My mother said to come before dark and I got maybe fifteen minutes left, I swing through one familiar curve after another until there’s the driveway, the curtains are open, my mother’s leaning shape hurries away, she doesn’t want me to know she’s watching for me, still stinging from the teenager I was.
I have just a small bag, almost nothing. I run to the door where my mother says I’m so glad you made it and I know that she is still afraid of me, she braces for my reaction in case she has overstepped, overloved, overtried.
I came in part because I understand some of this now.

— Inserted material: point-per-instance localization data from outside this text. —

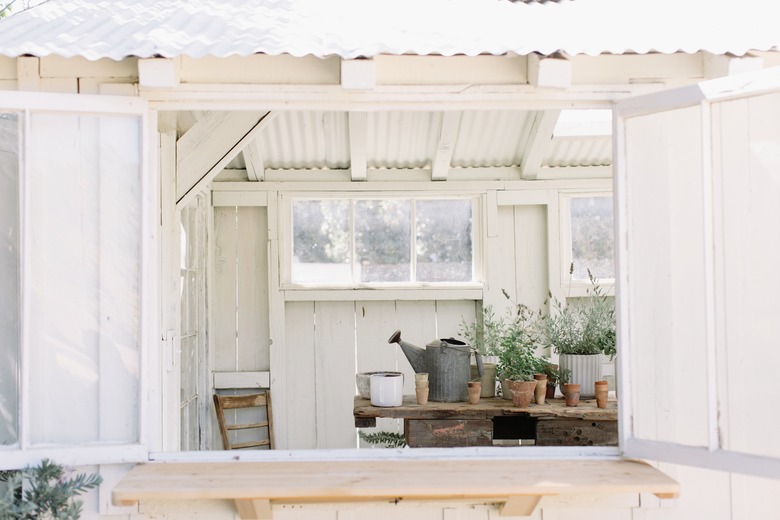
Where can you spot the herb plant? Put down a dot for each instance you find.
(44, 491)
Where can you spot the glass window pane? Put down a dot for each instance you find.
(383, 240)
(444, 243)
(321, 241)
(592, 237)
(9, 278)
(84, 264)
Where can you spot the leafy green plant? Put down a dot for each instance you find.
(383, 438)
(44, 491)
(517, 358)
(485, 333)
(588, 327)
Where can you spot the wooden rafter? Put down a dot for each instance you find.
(358, 128)
(539, 142)
(210, 145)
(448, 133)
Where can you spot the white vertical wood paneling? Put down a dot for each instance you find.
(749, 330)
(252, 288)
(666, 314)
(225, 332)
(300, 378)
(334, 352)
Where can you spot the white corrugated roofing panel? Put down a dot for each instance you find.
(350, 28)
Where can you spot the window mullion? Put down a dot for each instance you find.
(413, 242)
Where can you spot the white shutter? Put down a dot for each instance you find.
(698, 214)
(87, 278)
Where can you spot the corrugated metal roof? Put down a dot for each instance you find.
(351, 28)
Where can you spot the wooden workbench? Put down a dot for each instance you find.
(495, 421)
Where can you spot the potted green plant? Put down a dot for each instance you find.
(517, 360)
(580, 333)
(484, 335)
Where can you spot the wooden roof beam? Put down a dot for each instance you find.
(210, 145)
(358, 129)
(539, 142)
(448, 134)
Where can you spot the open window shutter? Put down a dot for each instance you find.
(86, 264)
(698, 219)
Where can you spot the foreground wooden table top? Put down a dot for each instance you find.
(517, 485)
(486, 409)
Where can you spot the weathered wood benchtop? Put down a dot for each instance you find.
(487, 408)
(517, 485)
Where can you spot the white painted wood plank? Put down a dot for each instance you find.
(539, 142)
(228, 198)
(358, 136)
(225, 330)
(252, 287)
(277, 327)
(300, 377)
(253, 157)
(449, 316)
(211, 144)
(334, 340)
(430, 293)
(27, 73)
(448, 135)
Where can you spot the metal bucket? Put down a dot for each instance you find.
(449, 369)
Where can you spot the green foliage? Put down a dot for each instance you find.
(484, 335)
(44, 491)
(383, 438)
(586, 328)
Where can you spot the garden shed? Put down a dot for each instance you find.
(214, 197)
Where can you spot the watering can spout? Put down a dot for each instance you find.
(414, 354)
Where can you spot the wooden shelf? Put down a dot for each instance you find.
(517, 485)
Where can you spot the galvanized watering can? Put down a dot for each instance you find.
(448, 364)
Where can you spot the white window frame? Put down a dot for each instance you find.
(22, 453)
(703, 95)
(568, 286)
(391, 290)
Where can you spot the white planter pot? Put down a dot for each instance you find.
(585, 370)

My father does not come upstairs and as usual I have to go find him in his burrow.
He calls me lass and offers a whiskery kiss and a Quality Street both of which I accept before I escape to the kitchen, over-chewing the stale toffee like I am yelling, and there she stands, my mother.
I catch her before she knows I’m there.
The real her.
She stares out the black kitchen window above the soapy sink into nothing – and this is what I meant about understanding – because I know that the dark forest is where she’s packed her disappointments, the monumental thisses and lost thats of her life.
She turns her head and looks at me gives me a little nod and I return everything about that look which she sees and flickers an acknowledgment, but still there is a care she takes when she asks what’s new? like she pours it, and this time I tell her.
We sit at the table and I tell her about work, friends, my struggles with eating healthy I say through the warm residue of toffee, my money problems and then right away I show her on my phone the new boots I bought online, lol, and I show her Andy with whom I have had two dates, he looks nice she says, and I touch gently – and this one is only ever between mothers and daughters – on my hovering-but-improving self-esteem and she whispers back practically choking on love good for you.
I’m choking, too.
I don’t have to explain or apologize, I see something leave her face, she knows it’s different now.